I am building an armoire similar to this. The upper doors will each have two sets of hinges. I figured on using piano hinges for the inside hinge. But on the outside hinge do I need 270 degree hinges?
And rather then those "no mortise" hinges in the pics, is there a concelled 35mm hinge I can use??
Thanks


----------



## Loren (May 30, 2008)

European 35mm cup hinges are smooth operators but
they stick out like a sore thumb.

You might want to look at barrel hinges like SOSS hinges.
They install into holes or mortises routed into the edge of
the door. You want 360 degree opening hinges I think.


----------



## LeeJ (Jul 4, 2007)

Dave;

I'm sorry I didn't get back to your P.M. on this.

As Loren says Soss hinges are a great solution to this.

I posted a few pictures on a project I used them on. The hinges are a bit larger than you need, but it does show how they work and how open and closed the doors can be.

They should be perfect for your application.




























​
I'm looking through the Blum hinge catalog as we speak.

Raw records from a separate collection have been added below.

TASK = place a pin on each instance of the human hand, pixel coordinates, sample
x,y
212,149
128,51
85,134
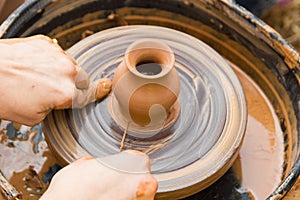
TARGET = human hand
x,y
124,176
36,76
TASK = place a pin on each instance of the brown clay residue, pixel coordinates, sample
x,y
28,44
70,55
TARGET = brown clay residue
x,y
146,93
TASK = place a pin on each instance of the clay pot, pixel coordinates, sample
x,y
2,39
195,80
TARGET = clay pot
x,y
146,86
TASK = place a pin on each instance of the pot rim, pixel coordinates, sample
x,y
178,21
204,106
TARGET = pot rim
x,y
238,15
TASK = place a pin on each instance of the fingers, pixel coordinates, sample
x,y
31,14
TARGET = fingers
x,y
95,91
133,162
82,79
147,189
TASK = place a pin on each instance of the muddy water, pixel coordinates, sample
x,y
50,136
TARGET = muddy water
x,y
259,165
25,157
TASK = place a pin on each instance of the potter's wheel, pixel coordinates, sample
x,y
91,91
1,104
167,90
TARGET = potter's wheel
x,y
203,142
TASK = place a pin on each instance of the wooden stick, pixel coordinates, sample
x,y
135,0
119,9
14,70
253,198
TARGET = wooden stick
x,y
8,189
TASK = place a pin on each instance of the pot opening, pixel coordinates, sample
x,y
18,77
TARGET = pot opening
x,y
149,68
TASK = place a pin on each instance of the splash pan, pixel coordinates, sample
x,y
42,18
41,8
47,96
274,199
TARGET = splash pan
x,y
203,142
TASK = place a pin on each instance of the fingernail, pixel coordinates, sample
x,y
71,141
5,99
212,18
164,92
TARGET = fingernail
x,y
106,84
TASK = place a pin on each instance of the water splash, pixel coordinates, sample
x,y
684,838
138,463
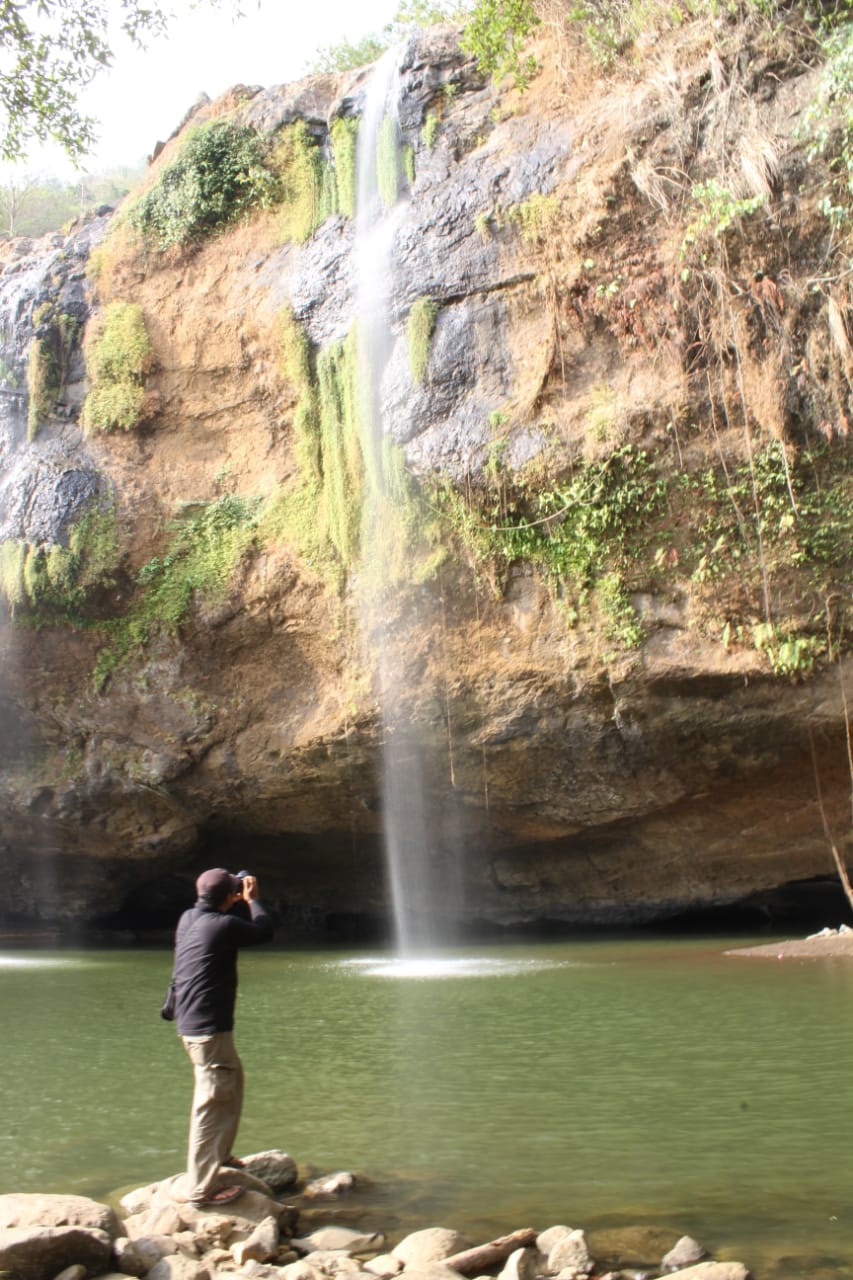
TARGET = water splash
x,y
441,967
420,886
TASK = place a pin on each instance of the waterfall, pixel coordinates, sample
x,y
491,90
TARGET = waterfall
x,y
419,886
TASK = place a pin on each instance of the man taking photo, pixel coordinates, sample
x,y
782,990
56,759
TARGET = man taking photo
x,y
205,977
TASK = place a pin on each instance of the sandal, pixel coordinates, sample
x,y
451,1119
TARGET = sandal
x,y
222,1196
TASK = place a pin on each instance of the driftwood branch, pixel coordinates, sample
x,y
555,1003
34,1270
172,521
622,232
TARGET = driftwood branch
x,y
487,1255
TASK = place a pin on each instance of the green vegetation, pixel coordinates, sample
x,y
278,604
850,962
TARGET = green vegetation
x,y
715,210
343,135
388,161
53,583
51,51
118,355
346,479
206,544
574,531
347,54
419,333
537,218
223,172
42,384
306,184
496,33
829,119
31,205
429,131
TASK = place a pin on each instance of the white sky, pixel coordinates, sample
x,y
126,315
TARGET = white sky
x,y
145,95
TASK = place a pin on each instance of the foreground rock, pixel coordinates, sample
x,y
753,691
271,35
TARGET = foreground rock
x,y
163,1238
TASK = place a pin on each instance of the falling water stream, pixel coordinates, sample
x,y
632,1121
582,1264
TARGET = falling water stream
x,y
419,883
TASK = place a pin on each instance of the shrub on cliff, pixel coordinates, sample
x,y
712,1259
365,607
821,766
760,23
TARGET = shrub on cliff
x,y
118,355
222,172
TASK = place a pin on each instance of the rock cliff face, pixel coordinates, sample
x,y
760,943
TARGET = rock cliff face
x,y
617,741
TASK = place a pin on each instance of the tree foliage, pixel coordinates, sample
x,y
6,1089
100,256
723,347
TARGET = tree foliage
x,y
33,205
222,172
49,51
496,33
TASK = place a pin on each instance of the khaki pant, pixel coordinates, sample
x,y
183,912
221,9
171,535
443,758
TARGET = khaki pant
x,y
217,1102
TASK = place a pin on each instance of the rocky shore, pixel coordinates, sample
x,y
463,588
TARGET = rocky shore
x,y
286,1229
826,944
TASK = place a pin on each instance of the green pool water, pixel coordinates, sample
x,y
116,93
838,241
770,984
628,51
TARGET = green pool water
x,y
592,1083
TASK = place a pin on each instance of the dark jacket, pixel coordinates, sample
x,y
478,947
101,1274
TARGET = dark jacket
x,y
205,965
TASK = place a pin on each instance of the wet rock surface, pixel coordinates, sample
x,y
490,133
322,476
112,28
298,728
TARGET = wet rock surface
x,y
568,785
158,1235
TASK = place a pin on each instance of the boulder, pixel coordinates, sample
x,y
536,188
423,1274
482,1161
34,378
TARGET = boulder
x,y
430,1271
35,1210
132,1257
383,1266
301,1270
570,1257
338,1238
684,1253
274,1168
430,1244
261,1246
44,1252
333,1262
178,1267
547,1239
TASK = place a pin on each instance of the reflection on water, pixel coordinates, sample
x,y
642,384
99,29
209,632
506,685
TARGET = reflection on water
x,y
593,1083
437,967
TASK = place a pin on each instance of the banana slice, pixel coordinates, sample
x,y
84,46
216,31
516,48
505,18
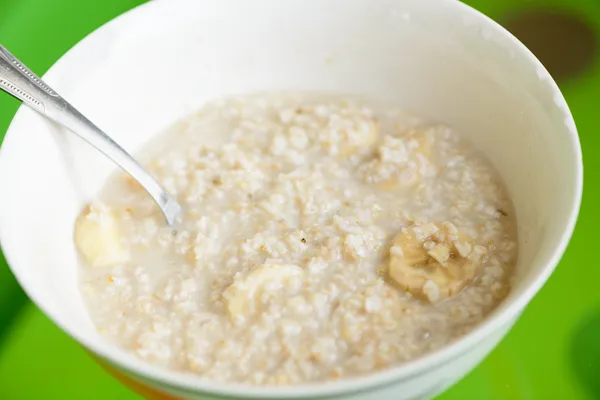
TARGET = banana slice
x,y
97,237
432,261
242,295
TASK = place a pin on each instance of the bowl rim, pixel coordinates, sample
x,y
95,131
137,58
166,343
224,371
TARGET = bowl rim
x,y
193,384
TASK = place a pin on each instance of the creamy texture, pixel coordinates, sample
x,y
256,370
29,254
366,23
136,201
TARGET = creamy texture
x,y
322,237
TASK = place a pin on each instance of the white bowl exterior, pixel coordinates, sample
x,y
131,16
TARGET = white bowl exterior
x,y
141,72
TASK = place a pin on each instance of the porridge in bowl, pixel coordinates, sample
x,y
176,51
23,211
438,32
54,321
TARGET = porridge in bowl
x,y
322,237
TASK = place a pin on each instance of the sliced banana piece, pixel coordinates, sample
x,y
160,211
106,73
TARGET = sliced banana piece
x,y
432,261
243,294
97,237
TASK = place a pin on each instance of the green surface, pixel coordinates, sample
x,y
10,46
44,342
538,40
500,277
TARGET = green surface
x,y
552,353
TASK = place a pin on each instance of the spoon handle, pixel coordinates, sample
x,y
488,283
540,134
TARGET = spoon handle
x,y
19,81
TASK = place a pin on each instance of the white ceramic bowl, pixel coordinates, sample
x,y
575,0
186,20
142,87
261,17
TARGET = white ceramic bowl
x,y
142,71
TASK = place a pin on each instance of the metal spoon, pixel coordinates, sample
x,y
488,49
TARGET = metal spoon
x,y
18,80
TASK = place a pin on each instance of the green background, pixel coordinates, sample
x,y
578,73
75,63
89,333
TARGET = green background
x,y
552,353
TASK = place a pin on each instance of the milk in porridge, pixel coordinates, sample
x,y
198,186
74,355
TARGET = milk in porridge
x,y
322,237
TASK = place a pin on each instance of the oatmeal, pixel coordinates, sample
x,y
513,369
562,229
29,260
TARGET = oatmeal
x,y
322,237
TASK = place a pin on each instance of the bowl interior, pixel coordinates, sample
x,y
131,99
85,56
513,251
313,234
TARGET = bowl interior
x,y
143,71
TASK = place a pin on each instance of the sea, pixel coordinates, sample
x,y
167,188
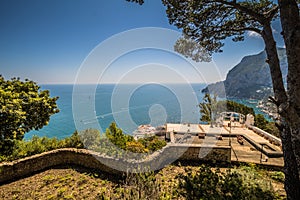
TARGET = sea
x,y
128,105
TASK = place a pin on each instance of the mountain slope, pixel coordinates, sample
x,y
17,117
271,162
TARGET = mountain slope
x,y
250,78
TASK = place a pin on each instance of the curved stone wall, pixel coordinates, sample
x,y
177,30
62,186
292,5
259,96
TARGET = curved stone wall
x,y
90,159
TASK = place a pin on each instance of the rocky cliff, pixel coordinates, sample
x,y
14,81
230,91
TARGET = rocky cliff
x,y
250,78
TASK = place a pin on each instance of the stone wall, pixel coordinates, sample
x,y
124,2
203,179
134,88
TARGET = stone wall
x,y
89,159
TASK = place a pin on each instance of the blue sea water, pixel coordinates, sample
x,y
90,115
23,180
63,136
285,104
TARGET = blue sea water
x,y
128,105
97,106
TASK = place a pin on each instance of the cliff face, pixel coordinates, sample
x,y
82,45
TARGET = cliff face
x,y
249,79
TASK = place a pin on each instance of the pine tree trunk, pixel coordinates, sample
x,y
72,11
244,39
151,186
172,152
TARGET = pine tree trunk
x,y
290,110
292,183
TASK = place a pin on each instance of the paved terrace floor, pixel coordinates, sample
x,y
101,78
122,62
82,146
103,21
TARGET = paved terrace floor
x,y
244,153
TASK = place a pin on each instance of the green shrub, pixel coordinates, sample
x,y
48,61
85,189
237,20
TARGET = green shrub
x,y
208,184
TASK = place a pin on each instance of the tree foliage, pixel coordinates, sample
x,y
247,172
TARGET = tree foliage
x,y
23,107
207,108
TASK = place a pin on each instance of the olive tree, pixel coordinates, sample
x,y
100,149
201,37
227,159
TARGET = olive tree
x,y
23,107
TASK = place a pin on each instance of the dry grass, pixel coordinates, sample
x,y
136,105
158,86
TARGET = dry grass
x,y
73,183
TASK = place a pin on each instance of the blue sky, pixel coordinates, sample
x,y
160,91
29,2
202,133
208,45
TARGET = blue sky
x,y
48,40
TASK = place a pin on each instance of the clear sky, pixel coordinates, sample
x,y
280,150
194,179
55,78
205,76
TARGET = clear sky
x,y
48,40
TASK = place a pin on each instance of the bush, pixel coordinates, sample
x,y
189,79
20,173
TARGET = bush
x,y
208,184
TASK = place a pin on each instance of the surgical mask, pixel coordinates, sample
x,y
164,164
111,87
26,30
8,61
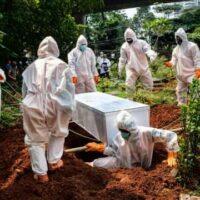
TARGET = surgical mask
x,y
129,40
83,47
125,134
179,40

My concern with this is I generally have to buy these in boxes of fifty hinges and fifty base plates.

It may be possible to cross reference them to another brand.

If I do find something, I'll get back to you.

Lee


----------



## Newton (Jun 29, 2008)

Dave,
As previously stated the 35mm 270 degree hinge is the size of a lunchbox! The Soss hinge will be a good choice. Be careful that you use the largest hinge you can (they are selected by the thickness of the material). Use at least 3 per door to help keep the door straight and DO A MOCK-UP for the machining. Most of the Soss hinges have no adjustment and the placement of the hinge from the face is critical for it's operation. Instead of the piano hinge why not use Soss everywhere since you will already be set up for it?
Good luck and remember plan twice, avoid frustration. I just made that up!


----------



## daveintexas (Oct 15, 2007)

Thanks to all for the help. I looked at the SOSS web site, but they indicate their hinges only open to 180 degrees. I dont think that will work with the double doors and allow them to swing back to the sides.

Thanks
Dave


----------